= Bulloo Downs Station (Western Australia) =

Pastoral lease in Western Australia

Bulloo Downs Station is a pastoral lease that operates as a cattle station.

==Location==
It is located about 73 km south of Newman and 307 km north of Meekatharra in the Mid West region of Western Australia. The homestead is found approximately 15 km west of the Great Northern Highway. Bulloo Downs shares boundaries with Mount Vernon, Sylvania, Prairie Downs, Weelarrana and Tangadee Stations as well as areas of vacant crown land.

==Description==
The station encompasses part of the Ashburton River and is made up of undulating slate and basalt country that support a range of native grasses. There are areas of open flats covered in salt bush and blue bush and stands of mulga. In 1980 the property occupied an area of 3472 km2 and was carrying 3,100 cattle. The recommended carrying capacity is 2,590 cattle.

==History==
In 1928 the property was put up for auction by the then owners Messrs J. and L. Smith who also owned Ethel Creek, Bolinda and Illgarrarie Stations. At this stage Bulloo Downs occupied an area of 876766 acre and was carrying 3,000 head of cattle. The property had a five-room homestead, store, workers' quarters, stable, one outcamp and ten sets of stockyards. Stock were watered by pools along the river and 29 wells most of which were equipped with mills and troughing.

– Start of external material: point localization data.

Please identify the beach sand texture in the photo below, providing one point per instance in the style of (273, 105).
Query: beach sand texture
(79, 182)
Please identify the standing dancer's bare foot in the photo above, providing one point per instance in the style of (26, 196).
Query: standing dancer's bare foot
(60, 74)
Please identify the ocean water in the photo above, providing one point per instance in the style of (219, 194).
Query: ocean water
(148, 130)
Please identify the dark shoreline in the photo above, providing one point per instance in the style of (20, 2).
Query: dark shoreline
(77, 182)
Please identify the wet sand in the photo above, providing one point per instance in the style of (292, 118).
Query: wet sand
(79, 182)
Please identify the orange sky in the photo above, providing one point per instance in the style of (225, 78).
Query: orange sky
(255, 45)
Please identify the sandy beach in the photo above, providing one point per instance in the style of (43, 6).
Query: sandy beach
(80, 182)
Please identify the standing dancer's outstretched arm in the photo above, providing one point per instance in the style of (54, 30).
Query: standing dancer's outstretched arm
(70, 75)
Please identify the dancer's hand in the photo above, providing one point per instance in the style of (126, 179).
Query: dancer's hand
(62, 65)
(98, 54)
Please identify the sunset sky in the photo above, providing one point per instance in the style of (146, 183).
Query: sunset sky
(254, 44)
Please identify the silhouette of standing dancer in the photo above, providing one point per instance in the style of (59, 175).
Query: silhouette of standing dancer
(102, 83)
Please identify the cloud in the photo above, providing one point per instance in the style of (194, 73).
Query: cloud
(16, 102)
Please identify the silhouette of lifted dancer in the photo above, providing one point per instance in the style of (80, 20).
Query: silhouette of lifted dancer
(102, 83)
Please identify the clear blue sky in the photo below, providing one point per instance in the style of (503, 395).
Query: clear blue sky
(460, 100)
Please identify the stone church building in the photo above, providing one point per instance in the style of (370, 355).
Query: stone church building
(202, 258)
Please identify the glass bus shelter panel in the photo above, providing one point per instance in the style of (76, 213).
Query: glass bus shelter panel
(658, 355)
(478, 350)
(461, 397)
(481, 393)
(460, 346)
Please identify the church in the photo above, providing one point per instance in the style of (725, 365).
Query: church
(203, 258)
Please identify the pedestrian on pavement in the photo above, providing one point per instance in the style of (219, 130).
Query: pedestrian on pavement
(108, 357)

The property was passed in at auction and remained unsold in 1929. The property was advertised again in 1940, again unsuccessfully, with the Smiths still owning it in 1944.

In 1951 the owners of Bullo surrendered an 89524 acre portion of land. In 1952 an 18270 acre portion of the northern ends of Bulloo Downs and Weelarrana Stations were opened up for leasing by the Department of Lands and Surveys.

An estimated 20,000 feral donkeys were roaming on Bulloo Downs and neighbouring Prairie Downs Stations in 1957.